Gymnasium und Rotarier bieten Berufsinformationsabend an / 35 Referenten aus 16 Berufsfeldern

In drei Berufsfelder schnuppern

Johann Strudthoff (links) und Karsten Rubbert stellten gestern den Jugendlichen die Aktion vor.

Wildeshausen - Von Joachim Decker· Es ist für Jugendliche immer wieder die Qual der Wahl, auch wirklich den richtigen Beruf zu finden. Aus diesem Grund bietet das Lehrerkollegium des Wildeshauser Gymnasiums in Zusammenarbeit mit dem Rotary-Club Wildeshausen am Freitag, 26. Februar, von 18 bis 20.15 Uhr einen Berufsinformationsabend an.

Federführend sind dabei Lehrer Johann Strudthoff und Karsten Rubbert von den Rotariern.
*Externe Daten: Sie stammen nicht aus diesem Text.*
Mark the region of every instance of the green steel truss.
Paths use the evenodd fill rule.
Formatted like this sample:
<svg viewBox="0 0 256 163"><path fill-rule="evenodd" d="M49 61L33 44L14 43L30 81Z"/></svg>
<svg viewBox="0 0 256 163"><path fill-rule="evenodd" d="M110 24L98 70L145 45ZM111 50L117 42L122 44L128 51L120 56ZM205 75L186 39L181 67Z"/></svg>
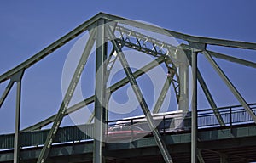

Eingeladen sind zu dieser vierten Veranstaltung der Art alle Schüler ab der neunten Jahrgangsstufe des Gymnasiums sowie aus allen anderen umliegenden Schulen.

Wer nun allerdings glaubt, dass an diesem Abend „mal eben“ etwas Info-Material für verschiedene Berufe verteilt wird, der irrt gewaltig. Vielmehr konnten insgesamt 35 Referenten aus 16 Berufsfeldern gewonnen werden, die in Gruppengesprächen die Berufe erläutern. „Jeder Jugendliche hat die Möglichkeit, in jeweils 30-minütigen Gesprächen drei Berufsfelder kennen zu lernen. „Interessant ist die Tatsache, dass unter den Referenten einige ehemalige Wildeshauser Gymnasiasten sind, die heute bereits mit beiden Beinen fest im Berufsleben stehen“, betont Strudthoff.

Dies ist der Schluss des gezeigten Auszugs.